Siyasi konjenktürü okuyamazsa siyaset ve liderlik, iyimser senaryo yoktur… Güney’in son genel seçimlerinden itibaren Anastasiadis’in tutum değiştiğini, cesaret kaybettiğini, geçen Eylül ayında yapılan yoğunlaştırılmış görüşmelerin hiçbir sonuç vermemesinin nedeninin Anastasiadis’in Kıbrıs Rum halkının çoğunluğunun hala daha ‘Hayır’cı olduğunu görmüş olduğunu anlayamamışsa siyasi liderlik, olumlu senaryo yoktur… Bu köşeden çok yazıldı, Güney seçimlerine kadar bir şey olmayacak, Kıbrıs sorunu Güney seçimlerinin mezesi yapılmasın denildi; liderler evlere, Anastasiadis’i rahat bırakın, adamcağız seçimlerine çalışsın diye yorumlar yapıldı… İlla ki devam ve şimdi çözmek gerek doğru bir yaklaşım gibi görünebilirdi ama eğer sonuç alınmazsa nelerin tüketilmiş olacağı da görülmeliydi ve ‘illa ki devam mı – ara vermek mi?’ daha doğru bir strateji olurdu diye irdelemek gerekirdi.
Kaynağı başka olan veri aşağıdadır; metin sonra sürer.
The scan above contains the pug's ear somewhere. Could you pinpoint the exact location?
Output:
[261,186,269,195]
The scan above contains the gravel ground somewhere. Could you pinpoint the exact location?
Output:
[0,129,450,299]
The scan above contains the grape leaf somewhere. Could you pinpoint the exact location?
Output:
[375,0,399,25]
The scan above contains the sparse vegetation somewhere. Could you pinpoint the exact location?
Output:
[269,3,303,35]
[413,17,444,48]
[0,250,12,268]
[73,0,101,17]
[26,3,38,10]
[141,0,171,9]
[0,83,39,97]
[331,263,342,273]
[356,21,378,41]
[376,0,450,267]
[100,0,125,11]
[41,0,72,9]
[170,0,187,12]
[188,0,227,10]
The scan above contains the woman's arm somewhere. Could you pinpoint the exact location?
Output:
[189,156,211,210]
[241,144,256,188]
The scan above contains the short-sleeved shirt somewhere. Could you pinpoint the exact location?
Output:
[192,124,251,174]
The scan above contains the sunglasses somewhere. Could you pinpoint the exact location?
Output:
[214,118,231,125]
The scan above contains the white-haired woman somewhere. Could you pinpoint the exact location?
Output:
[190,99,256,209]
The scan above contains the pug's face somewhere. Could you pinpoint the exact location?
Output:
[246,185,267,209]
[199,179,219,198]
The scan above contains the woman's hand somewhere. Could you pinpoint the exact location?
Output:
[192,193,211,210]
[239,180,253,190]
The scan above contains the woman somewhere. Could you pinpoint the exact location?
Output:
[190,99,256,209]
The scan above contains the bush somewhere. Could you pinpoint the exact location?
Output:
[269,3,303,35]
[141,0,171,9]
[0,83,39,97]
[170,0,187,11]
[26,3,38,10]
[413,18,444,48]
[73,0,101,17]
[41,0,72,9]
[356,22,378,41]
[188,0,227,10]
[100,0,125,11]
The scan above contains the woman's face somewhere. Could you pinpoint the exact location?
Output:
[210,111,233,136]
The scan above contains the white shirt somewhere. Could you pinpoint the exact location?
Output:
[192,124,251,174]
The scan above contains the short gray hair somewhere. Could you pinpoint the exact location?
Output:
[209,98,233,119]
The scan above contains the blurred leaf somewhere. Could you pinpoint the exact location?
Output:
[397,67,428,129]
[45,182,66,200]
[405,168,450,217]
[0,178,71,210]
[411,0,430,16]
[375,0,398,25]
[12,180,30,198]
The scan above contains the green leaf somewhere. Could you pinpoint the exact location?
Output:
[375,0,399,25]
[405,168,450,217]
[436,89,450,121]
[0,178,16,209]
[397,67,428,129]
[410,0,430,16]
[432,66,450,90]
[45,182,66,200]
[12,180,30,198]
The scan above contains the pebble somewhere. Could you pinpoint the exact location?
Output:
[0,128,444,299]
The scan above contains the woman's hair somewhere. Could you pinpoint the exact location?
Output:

Yapılmadı; lades!… Şimdi BM ölçütlerinin tükendiğini söylüyor ‘ete sos koyucu’; tükettirdiler…

Yeni dönemde BM olacak mı? Olmama olasılığı yüksek… BM İyi Niyet Misyonu, misyonunu yerine getiremediğine göre, olmayacak herhalde… BM Barış Gücü, Kıbrıs’ta kan dökülmediğine ve öyle bir hava da olmadığına göre, sayı ve konum olarak azaltılacak herhalde… BM ölçütlerinde bir çözüm görüşmeleri olmayacaksa, görüşmeler de BM gözetiminde olmayacak herhalde. Yani, kaldı mı taraflar kendi başına ve başka güçlerin belirlediği ölçütlerle baş başa?!… Yeni ölçüt koyucular da, Kıbrıs adasının etrafındaki hidrokarbonları iç etmek isteyen çok uluslu emperyal şirketlerin temsilcisi olan ülkeler olacak… Kıbrıs sorunu onlar için altı başlıkta konuşulup çözülecek bir sorun olmayacak; tek başlık hidrokarbonların bölüşümü ve üleşimi, gerisi fantezi…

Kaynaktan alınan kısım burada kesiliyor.